Sunday, December 30, 2012

Vaadin, Guice and Shiro

Formalising

Once I made some progress integrating Apache Shiro, I realised that what started as an experimental integration of Vaadin and Guice is becoming a rather more substantial project - something for me to use as a base for future applications, and maybe something others could use too.

So I have started formalising things a bit more.  I've started some documentation, partly to clarify my thoughts, but also to share with anyone who is interested.

The code is still in the same place, but I will start using a proper branching model so that the master branch becomes more stable  - until now I haven't been concerned about that.

Shiro

The integration is extremely rough at the moment, but it does demonstrate a login (hard-coded for now).   I think I will go for the URL based model provided by Shiro, provided I can get that to work with Vaadin.

Refactoring

I've done quite a bit of moving code around to try and separate what should be the base V7 reference, and the demo code

Friday, December 21, 2012

Vaadin 7 beta 11

Changes from beta 10

I noticed a couple of small changes from beta 10:

VaadinRequest parameters

The parameter names have changed.  I was using "loc" to return the location from Page, using a mocked VaadinRequest.  The parameter name has changed to "v-loc".  I notice the width and height parameters are now pre-fixed with "v-" as well.

Chameleon Button style

I was using the "big" style for buttons, but this no longer works, and neither does "small".   I've changed to using "tall" for now, and posted a question on the Vaadin forum

Tuesday, December 18, 2012

A working model

Well, I do have a working model now, and the code does most of what I wanted to do.  The disappointment was the amount of classes I had to override in order to get this working - caused mainly by the native Vaadin Navigator being a concrete class.

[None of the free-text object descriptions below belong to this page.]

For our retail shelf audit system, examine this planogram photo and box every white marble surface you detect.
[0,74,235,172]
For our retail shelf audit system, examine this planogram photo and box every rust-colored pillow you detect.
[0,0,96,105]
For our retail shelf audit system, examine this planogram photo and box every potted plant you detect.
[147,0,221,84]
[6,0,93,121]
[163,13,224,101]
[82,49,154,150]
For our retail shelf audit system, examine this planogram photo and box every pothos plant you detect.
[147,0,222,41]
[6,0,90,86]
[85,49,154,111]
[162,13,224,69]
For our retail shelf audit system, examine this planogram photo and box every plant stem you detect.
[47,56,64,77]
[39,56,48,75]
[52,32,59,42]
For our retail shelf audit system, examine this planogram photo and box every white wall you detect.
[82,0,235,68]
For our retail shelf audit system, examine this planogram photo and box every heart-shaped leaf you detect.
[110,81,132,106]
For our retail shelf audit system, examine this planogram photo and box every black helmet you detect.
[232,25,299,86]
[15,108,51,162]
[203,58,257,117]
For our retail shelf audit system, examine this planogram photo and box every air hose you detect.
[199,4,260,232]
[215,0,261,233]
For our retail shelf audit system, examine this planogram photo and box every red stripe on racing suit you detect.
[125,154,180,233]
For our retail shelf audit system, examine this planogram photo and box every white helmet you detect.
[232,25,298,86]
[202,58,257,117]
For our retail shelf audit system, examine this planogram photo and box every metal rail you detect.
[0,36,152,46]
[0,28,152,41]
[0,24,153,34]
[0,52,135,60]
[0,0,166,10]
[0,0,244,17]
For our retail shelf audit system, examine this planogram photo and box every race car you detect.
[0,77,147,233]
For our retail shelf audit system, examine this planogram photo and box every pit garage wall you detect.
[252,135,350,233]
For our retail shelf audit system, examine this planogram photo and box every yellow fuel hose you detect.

I've suggested to the Vaadin team that Navigator should be an interface to make things more flexible, and hopefully that will be taken up.

I also noted the recent post about CDI on the Vaadin forum - I probably should make sure that my effort aligns to CDI even if I don't use CDI directly.

Monday, December 10, 2012

Vaadin 7 Navigator with Guice

Following my earlier work, I started out thinking that I only had to make a few changes around the   Vaadin 7 Navigator to make it Guice friendly.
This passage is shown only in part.